RAG in Production: Beyond the Basic Retrieval Pipeline
Basic RAG is easy to demo and hard to get right in production. Chunking strategies, reranking, hybrid search, and evaluation pipelines are what separate toy prototypes from reliable AI search systems.
# RAG in Production: Beyond the Basic Retrieval Pipeline Retrieval-Augmented Generation (RAG) is the most widely deployed pattern for grounding LLMs in private data. But most teams hit the same wall: demos work, production doesn't. Here's what separates production RAG from toy RAG. ## The Basic Pipeline (and Its Limits) ``` User query → Embed → Vector search → Top-K chunks → LLM prompt → Answer ``` This works in demos.

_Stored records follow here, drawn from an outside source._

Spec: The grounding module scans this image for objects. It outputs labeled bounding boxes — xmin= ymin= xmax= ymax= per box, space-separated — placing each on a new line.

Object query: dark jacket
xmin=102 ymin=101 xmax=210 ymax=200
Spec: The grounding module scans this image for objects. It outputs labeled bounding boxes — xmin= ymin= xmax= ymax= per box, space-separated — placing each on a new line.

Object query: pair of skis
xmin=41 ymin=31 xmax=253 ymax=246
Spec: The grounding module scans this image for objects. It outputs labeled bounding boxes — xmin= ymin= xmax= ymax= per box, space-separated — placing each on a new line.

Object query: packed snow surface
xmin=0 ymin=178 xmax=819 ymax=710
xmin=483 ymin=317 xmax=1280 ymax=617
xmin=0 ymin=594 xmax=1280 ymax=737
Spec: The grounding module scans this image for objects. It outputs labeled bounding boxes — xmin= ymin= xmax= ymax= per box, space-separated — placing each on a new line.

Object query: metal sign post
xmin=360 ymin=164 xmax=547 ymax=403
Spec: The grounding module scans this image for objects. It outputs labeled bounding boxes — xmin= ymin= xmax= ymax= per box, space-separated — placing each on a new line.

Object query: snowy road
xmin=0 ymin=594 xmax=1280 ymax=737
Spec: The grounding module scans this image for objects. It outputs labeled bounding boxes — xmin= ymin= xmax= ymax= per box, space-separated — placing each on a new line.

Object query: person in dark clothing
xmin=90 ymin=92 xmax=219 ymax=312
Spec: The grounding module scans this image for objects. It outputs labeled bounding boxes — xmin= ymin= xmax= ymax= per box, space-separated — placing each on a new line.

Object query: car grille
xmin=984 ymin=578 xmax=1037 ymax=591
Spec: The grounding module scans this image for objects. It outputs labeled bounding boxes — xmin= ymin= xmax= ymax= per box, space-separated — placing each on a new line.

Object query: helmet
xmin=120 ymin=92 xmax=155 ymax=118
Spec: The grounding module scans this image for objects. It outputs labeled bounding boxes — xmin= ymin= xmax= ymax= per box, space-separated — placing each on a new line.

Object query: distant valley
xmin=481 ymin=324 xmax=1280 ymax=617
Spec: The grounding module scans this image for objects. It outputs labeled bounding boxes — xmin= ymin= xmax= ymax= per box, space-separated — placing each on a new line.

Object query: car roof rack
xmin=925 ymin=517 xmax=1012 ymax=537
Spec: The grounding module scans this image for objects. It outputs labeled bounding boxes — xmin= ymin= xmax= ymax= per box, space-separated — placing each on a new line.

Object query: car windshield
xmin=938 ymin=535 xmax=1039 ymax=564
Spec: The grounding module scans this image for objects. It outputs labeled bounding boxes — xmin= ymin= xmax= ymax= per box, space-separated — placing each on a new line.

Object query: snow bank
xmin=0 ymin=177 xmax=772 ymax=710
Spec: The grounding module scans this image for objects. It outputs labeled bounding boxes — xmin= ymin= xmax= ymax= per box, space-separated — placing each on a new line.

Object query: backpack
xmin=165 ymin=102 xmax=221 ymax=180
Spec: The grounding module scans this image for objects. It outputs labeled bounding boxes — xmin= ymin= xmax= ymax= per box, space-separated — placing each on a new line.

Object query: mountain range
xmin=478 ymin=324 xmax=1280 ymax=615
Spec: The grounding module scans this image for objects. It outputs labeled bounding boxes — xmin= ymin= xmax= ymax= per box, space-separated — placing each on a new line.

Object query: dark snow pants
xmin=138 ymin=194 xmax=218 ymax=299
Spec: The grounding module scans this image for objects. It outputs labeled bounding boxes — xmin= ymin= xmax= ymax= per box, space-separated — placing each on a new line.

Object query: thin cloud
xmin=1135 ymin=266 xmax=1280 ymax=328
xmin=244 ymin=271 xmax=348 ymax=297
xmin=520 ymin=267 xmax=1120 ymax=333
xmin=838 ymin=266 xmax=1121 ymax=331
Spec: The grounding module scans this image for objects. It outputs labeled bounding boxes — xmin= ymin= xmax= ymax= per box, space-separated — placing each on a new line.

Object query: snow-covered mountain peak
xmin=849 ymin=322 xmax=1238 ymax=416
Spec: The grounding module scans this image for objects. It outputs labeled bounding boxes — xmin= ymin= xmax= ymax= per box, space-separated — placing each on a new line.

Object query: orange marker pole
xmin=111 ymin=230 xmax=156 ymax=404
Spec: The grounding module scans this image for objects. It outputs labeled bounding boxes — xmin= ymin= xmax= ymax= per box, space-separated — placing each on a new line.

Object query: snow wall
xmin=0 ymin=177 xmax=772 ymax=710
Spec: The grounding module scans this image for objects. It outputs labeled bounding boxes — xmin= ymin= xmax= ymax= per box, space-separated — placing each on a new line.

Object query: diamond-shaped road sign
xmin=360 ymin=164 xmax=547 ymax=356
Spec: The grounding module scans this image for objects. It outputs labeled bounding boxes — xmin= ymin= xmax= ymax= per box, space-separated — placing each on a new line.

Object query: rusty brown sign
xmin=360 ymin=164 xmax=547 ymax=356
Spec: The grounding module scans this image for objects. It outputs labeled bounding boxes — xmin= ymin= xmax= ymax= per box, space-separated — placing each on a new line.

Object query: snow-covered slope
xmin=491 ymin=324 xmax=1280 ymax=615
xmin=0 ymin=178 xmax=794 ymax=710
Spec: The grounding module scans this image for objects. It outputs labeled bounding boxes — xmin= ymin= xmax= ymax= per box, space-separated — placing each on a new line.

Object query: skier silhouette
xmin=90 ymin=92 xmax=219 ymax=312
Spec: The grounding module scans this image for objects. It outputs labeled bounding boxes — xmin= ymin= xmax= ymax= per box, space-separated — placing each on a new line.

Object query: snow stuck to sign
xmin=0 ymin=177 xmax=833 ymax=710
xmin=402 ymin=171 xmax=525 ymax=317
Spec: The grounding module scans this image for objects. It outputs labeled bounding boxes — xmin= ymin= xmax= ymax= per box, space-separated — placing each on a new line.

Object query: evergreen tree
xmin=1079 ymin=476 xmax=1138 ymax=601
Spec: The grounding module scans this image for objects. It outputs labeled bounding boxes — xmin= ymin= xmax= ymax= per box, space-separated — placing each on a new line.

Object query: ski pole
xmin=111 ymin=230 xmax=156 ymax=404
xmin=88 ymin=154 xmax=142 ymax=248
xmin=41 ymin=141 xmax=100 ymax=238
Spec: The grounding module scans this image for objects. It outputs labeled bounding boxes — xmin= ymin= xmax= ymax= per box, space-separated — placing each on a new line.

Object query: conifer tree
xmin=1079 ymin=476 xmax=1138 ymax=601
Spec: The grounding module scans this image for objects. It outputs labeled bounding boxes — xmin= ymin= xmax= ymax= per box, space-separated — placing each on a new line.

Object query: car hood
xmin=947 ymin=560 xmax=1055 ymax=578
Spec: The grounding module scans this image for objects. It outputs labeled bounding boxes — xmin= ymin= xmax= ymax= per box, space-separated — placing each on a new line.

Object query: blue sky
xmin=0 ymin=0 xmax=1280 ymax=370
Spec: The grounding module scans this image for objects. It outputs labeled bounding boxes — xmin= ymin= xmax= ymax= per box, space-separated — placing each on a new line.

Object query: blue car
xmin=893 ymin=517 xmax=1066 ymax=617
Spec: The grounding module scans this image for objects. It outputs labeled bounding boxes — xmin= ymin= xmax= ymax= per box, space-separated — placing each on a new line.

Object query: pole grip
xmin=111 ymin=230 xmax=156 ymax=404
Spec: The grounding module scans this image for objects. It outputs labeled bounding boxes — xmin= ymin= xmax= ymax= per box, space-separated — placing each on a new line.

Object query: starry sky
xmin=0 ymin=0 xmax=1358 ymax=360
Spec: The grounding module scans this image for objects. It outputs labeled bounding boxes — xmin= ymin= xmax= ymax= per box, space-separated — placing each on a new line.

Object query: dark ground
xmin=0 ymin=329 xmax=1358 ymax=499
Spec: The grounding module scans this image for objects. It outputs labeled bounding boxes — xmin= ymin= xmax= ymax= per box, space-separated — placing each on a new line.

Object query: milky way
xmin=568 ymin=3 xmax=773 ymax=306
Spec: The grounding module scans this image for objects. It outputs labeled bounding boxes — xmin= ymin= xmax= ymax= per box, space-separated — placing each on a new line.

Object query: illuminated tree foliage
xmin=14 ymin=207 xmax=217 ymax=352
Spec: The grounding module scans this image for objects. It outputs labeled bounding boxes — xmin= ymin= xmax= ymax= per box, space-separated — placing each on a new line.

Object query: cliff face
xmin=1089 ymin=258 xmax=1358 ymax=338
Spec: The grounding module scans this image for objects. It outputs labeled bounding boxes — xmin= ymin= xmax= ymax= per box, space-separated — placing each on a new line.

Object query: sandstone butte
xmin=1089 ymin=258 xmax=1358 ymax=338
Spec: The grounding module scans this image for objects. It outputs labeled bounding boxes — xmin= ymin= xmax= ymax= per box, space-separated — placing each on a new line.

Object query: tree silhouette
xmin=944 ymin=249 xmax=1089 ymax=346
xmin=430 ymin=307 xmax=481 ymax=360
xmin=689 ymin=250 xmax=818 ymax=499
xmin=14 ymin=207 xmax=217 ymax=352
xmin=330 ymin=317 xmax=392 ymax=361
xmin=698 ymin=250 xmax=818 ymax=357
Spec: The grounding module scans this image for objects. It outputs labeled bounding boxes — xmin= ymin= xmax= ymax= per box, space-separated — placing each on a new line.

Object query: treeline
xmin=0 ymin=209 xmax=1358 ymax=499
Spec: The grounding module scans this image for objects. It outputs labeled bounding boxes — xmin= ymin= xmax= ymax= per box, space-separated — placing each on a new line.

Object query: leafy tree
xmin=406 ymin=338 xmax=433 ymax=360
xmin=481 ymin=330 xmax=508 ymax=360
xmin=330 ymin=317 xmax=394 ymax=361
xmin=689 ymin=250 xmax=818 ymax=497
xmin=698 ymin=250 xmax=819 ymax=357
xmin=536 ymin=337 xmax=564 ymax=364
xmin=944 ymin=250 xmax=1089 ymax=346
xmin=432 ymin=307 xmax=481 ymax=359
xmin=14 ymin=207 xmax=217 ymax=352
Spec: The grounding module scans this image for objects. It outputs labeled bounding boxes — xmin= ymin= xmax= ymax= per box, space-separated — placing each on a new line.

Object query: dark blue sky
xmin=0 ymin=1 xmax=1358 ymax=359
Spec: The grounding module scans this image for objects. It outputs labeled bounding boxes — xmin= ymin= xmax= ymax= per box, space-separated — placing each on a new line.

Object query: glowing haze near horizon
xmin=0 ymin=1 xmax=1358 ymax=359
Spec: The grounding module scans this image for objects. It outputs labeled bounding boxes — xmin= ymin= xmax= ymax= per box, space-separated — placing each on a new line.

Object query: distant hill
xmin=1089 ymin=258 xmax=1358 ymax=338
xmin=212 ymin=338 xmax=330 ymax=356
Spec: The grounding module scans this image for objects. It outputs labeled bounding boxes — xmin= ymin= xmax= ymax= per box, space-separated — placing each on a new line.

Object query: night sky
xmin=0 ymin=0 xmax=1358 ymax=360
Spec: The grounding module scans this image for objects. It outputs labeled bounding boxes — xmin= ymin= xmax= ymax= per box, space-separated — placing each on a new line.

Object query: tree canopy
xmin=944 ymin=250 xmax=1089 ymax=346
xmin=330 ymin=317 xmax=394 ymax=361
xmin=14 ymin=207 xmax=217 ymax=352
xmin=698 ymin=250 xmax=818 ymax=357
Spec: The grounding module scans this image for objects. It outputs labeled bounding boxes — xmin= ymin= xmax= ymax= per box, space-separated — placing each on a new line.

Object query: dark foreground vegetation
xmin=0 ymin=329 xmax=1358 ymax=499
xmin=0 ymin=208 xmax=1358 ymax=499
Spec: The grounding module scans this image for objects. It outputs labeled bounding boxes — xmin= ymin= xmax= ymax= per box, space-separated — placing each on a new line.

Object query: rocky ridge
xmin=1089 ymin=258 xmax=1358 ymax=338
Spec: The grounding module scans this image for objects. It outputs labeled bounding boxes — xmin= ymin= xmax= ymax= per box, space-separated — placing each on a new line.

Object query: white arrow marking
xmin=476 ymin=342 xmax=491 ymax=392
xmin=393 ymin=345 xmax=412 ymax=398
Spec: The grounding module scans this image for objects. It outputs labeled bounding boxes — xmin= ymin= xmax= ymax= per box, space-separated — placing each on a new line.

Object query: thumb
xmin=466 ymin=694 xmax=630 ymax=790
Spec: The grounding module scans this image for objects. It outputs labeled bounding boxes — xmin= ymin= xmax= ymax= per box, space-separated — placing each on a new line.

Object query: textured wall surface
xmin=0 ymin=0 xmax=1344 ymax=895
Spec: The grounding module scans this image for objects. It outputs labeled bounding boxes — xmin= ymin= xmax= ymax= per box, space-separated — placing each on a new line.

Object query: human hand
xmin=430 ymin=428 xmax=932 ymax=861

In production, it fails due to: poor chunking, missing metadata, semantic drift in embeddings, and no quality evaluation. ## 1. Chunking Strategy Chunking is where most RAG systems break down. | Strategy | Best For | |---|---| | Fixed-size (512 tokens) | Quick prototyping | | Sentence-window | Preserving context around relevant sentences | | Recursive character | Mixed document types | | Semantic chunking | Splitting at topic boundaries | Use **sentence-window chunking**: store small chunks for precision retrieval, but expand context to surrounding sentences before sending to the LLM. ## 2. Hybrid Search Pure vector search misses exact keyword matches. Combine it with BM25: ```python # Hybrid search with RRF (Reciprocal Rank Fusion) vector_results = vector_store.search(query_embedding, top_k=20) bm25_results = bm25_index.search(query_text, top_k=20) fused = reciprocal_rank_fusion([vector_results, bm25_results]) final = fused[:5] ``` ## 3. Reranking After retrieval, pass candidates through a cross-encoder reranker (Cohere Rerank, BGE-Reranker) to reorder by true relevance. ```python reranked = cohere.rerank( query=query, documents=[c.text for c in candidates], model="rerank-v3.5", top_n=5 ) ``` Cross-encoders are slower but dramatically more accurate than embedding similarity alone. ## 4. Metadata Filtering Always store and filter on metadata: ```python results = vector_store.search( query_embedding, filter={"doc_type": "policy", "department": "engineering"}, top_k=10 ) ``` ## 5. Evaluation Pipeline You can't improve what you don't measure. Build an eval suite: - **Retrieval recall**: Are the right chunks being retrieved? - **Faithfulness**: Does the answer only use retrieved content? - **Answer relevancy**: Does the answer address the question? Tools: Ragas, TruLens, LangSmith. Production RAG is a data engineering problem as much as an AI problem.